Pillar 1

Intelligent Automation Architecture

Self-healing test automation, LLM-based test generation, and an AI governance rail that lets every model call be audited. Papers D & E.

Pillar 2

Predictive Analytics for Software Quality

Process-metric-based defect prediction at scale; cross-repository transfer; honest feature-importance analysis under the corrected dataset. Papers A & B.

Pillar 3

Research-to-Production Translation

Risk-based prioritisation deployed as a real microservice on real CI/CD; empirical study of post-execution defect attribution (under review at Springer EMSE). Papers C & F.

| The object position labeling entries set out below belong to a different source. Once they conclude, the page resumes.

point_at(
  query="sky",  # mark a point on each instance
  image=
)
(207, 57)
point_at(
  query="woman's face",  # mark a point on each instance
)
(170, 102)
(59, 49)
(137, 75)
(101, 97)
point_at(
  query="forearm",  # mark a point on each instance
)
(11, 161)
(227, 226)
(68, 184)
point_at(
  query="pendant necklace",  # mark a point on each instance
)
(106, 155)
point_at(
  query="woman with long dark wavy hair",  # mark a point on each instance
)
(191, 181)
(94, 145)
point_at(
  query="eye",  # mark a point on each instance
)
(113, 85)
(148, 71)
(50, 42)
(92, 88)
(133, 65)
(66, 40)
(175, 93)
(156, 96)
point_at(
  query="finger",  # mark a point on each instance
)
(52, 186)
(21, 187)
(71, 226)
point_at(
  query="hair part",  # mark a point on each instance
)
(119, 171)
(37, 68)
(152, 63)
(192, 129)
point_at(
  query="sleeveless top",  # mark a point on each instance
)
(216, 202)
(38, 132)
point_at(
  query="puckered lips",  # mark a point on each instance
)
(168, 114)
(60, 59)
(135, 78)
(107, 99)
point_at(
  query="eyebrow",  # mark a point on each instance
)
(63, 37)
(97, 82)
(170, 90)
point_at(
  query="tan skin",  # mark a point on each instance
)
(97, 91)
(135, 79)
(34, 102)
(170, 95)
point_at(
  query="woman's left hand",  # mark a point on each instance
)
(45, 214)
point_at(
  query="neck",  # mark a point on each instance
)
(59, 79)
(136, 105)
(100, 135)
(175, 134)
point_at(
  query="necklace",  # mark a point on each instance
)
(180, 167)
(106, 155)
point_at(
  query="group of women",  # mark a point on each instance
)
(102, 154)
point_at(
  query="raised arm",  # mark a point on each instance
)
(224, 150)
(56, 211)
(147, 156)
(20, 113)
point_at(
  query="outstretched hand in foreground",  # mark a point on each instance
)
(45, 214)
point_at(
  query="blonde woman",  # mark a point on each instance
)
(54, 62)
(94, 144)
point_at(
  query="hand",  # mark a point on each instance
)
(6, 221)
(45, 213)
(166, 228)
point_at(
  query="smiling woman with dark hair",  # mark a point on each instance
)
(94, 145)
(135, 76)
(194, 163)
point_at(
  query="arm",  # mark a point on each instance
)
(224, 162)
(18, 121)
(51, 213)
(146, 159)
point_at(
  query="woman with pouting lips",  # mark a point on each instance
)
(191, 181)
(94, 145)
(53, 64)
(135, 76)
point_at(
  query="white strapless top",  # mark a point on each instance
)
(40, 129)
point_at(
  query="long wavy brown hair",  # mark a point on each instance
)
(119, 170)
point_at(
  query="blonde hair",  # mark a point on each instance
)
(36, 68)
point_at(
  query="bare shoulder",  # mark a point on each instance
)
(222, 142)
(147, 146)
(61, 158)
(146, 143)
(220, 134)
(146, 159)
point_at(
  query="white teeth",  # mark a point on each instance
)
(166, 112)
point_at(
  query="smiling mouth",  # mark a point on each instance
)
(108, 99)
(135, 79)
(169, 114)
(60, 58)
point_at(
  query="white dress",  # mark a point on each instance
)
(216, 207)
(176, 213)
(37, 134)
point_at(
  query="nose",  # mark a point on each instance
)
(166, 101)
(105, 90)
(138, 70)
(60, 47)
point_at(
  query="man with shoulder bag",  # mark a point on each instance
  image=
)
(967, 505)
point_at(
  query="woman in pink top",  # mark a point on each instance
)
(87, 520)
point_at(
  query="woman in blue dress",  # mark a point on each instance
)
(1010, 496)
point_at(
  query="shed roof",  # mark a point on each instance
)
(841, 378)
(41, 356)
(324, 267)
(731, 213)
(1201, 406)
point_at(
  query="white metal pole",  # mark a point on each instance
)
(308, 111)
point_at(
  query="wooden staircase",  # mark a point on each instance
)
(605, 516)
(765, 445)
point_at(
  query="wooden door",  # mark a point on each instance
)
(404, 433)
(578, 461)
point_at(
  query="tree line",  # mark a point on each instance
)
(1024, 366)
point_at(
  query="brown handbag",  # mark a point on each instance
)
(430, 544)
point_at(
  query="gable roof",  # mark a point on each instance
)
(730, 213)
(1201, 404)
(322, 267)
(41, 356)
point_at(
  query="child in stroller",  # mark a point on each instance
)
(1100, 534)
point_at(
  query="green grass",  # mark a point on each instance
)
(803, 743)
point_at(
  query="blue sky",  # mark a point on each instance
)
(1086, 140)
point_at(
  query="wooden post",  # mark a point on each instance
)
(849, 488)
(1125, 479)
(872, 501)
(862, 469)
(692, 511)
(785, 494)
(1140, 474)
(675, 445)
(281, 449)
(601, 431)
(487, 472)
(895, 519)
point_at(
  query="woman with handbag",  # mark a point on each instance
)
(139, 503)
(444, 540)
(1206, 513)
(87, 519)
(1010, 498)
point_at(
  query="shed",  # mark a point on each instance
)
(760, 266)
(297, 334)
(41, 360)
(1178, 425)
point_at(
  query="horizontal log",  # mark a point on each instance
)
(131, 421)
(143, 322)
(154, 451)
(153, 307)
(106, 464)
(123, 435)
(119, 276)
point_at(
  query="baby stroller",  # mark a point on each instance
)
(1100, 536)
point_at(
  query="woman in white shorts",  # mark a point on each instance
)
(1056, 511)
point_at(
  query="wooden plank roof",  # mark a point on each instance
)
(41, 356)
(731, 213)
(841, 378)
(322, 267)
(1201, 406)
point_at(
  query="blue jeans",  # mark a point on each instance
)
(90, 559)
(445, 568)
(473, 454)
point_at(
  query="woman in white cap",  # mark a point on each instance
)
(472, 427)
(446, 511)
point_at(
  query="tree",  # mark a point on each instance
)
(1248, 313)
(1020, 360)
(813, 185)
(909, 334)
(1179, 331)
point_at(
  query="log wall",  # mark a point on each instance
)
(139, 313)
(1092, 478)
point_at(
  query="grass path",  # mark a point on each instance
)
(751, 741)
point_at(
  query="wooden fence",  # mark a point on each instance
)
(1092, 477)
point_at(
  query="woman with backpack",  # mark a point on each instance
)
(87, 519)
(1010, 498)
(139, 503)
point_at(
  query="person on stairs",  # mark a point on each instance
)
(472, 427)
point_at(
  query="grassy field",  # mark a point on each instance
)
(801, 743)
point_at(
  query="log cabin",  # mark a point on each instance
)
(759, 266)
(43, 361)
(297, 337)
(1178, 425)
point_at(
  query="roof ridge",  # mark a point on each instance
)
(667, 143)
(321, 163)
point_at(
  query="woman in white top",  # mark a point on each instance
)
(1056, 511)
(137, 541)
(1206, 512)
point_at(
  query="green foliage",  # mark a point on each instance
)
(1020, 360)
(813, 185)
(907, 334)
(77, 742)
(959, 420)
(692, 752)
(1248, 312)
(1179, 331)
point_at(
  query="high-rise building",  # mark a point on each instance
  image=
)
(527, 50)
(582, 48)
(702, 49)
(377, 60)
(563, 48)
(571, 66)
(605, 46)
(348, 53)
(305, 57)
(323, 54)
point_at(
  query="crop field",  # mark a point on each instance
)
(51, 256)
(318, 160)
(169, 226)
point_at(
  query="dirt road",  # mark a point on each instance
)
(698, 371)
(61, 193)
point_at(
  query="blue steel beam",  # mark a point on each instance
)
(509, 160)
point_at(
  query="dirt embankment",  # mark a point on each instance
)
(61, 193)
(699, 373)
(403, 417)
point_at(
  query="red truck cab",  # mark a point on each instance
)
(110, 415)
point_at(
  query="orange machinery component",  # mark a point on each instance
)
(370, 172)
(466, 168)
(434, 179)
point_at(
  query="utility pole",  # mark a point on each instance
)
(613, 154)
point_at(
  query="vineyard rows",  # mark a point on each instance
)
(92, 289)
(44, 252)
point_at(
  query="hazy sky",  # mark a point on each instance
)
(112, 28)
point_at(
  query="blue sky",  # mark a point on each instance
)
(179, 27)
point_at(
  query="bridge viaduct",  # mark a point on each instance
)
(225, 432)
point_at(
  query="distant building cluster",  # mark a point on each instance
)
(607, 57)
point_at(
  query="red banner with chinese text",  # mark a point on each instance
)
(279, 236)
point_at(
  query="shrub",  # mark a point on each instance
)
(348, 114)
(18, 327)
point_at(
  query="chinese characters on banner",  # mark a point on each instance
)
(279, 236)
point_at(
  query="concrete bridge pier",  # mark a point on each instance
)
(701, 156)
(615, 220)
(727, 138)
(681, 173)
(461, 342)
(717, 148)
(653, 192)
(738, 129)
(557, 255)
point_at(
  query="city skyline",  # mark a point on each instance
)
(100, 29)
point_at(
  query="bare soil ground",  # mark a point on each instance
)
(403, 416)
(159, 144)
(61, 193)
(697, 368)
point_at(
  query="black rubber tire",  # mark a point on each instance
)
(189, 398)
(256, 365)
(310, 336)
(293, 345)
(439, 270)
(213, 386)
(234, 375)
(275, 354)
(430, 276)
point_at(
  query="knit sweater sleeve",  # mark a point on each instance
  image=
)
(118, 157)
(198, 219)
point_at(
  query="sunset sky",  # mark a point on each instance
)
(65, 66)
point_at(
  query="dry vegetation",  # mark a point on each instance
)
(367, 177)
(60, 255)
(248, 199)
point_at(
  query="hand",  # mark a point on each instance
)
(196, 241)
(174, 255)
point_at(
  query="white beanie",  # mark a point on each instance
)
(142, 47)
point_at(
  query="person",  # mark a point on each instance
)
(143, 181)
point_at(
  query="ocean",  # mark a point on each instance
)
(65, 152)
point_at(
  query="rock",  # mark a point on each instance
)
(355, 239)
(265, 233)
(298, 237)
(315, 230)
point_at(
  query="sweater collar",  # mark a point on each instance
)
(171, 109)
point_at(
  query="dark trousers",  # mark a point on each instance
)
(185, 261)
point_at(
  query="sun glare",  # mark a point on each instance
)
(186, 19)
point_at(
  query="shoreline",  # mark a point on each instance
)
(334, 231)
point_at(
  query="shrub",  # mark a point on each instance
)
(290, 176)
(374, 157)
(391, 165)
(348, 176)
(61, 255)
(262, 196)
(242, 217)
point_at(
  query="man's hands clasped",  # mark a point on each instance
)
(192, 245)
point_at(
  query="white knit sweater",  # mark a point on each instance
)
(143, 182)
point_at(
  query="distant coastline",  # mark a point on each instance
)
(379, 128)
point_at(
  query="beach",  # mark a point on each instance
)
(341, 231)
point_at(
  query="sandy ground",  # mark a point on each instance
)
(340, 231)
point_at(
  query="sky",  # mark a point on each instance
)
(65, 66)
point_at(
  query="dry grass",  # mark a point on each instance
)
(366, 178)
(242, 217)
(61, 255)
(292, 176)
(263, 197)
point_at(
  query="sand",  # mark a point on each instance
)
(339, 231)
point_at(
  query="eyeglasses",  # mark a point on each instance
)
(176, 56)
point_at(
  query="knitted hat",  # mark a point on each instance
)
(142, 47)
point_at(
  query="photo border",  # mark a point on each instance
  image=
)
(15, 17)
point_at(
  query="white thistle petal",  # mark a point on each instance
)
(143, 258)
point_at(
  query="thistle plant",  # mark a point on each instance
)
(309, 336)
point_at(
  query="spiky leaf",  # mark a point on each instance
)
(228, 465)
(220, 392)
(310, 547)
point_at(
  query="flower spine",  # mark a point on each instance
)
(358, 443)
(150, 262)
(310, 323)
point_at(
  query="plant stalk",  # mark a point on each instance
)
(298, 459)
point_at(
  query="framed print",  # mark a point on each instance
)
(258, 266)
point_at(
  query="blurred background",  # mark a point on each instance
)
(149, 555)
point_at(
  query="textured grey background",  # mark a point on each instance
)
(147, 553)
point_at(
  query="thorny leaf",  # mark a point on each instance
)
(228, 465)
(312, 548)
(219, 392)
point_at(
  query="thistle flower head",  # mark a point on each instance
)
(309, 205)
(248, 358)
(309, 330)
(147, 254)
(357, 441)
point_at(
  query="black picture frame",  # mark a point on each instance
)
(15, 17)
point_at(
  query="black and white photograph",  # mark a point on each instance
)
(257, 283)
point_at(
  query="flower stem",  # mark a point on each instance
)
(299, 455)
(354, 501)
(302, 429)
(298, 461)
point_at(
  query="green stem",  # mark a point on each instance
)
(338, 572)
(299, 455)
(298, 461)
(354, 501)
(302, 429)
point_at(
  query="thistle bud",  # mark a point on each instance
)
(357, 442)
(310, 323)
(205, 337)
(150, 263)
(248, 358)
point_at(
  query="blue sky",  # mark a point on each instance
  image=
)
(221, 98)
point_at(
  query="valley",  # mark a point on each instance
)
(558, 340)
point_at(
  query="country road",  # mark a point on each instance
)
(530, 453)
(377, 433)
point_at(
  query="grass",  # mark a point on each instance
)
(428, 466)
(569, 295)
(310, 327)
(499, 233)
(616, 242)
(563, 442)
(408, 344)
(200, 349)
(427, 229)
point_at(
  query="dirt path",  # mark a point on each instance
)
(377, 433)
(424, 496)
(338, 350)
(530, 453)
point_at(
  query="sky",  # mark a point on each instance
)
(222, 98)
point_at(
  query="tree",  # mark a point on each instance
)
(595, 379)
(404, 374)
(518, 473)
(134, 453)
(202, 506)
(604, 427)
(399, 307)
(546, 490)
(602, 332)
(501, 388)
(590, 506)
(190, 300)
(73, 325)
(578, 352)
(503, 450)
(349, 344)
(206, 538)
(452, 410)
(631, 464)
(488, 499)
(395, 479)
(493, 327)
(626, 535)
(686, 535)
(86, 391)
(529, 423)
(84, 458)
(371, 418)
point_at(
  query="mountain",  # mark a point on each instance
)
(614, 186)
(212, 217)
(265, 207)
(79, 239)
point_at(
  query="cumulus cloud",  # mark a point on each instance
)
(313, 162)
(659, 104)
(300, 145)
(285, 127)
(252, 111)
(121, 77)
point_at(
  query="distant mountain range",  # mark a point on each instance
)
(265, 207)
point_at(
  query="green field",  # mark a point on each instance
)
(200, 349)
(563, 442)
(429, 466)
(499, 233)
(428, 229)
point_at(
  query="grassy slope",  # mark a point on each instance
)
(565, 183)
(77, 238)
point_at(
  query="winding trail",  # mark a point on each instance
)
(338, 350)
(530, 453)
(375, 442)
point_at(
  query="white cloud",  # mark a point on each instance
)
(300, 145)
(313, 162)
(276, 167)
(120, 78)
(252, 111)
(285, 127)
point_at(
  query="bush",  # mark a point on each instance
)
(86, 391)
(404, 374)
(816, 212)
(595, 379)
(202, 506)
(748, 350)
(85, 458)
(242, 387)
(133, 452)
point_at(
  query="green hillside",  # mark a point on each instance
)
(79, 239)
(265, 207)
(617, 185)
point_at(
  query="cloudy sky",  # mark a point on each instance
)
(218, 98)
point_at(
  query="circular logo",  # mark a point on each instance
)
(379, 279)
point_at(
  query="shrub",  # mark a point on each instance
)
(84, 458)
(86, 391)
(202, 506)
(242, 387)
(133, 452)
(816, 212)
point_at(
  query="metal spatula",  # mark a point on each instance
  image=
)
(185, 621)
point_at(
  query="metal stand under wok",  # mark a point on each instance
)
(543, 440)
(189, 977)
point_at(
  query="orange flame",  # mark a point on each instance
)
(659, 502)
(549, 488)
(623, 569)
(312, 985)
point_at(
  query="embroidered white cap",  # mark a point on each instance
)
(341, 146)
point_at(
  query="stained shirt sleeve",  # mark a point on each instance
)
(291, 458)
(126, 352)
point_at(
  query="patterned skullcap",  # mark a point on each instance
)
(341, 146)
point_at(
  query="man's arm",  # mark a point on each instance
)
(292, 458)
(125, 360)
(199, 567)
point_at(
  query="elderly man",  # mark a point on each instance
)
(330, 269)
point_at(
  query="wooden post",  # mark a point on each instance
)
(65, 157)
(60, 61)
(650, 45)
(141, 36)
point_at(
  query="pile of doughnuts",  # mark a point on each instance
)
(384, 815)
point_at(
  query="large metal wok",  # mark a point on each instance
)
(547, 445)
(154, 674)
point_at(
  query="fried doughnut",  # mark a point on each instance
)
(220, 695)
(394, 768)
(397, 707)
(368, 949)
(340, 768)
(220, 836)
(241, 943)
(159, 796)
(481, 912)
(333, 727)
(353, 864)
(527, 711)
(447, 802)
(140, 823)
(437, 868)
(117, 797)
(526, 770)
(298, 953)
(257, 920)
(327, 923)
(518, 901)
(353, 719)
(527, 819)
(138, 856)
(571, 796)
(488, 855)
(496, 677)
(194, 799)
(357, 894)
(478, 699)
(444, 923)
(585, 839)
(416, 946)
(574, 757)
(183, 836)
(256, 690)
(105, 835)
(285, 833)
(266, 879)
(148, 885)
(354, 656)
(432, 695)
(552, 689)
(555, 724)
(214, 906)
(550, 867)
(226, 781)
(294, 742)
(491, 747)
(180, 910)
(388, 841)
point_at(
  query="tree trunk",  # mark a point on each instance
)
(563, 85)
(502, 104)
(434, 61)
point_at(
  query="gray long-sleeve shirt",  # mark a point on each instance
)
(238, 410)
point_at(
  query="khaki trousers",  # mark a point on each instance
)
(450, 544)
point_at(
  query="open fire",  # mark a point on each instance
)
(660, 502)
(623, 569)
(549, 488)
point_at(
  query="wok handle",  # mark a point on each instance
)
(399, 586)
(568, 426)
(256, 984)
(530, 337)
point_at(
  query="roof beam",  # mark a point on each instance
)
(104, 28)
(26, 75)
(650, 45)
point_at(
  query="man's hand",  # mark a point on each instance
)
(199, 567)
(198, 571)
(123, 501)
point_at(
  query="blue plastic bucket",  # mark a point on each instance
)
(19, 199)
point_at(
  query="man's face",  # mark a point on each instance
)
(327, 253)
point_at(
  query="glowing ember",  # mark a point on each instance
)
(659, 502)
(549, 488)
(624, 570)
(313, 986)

Research questions driving the program

The questions are deliberately narrow and falsifiable; nothing on this page is speculative.

RQ1

How predictive are process metrics at scale?

Answered in Paper A: six classifiers, 296,457 instances, RF AUC 0.8998. The corrected file_age_days changes signal distribution; commit_frequency jumps from near-zero contributor to a meaningful secondary signal.

RQ2

Do those models transfer across projects?

Answered in Paper B: yes, with caveats. Cross AUC 0.867, cross F1 0.631, and an AUC–F1 asymmetry that practitioners must account for when using the model for ranking versus binary classification.

RQ3

Does prediction translate to operational lift?

Answered in Paper C: top 10% of files capture 43.82% of defects — a 4.37× risk-vs-random lift and 81.4% of the oracle ceiling at the 18.61% base defect rate.

RQ4

Can locator failures be auto-recovered?

Addressed in Paper D: tree-ensemble ranking over eight DOM feature families across 2,400 mutation events. Confidence gating decides auto-heal vs. flag-for-review.

RQ5

Can LLMs replace manual test authoring?

Addressed in Paper E: 312 reqs / 3 domains, 68% effort reduction, 94.1% req coverage, 96.3% first-pass verification — with deterministic rule verification as a non-LLM safety net.

RQ6

Can we attribute failures, not just predict them?

Addressed in Paper F: an empirical comparison of four post-execution attribution methods on 6,000 synthetic failure events, fusing dynamic failure signals with repository priors to produce triage suggestions instead of ranked file lists.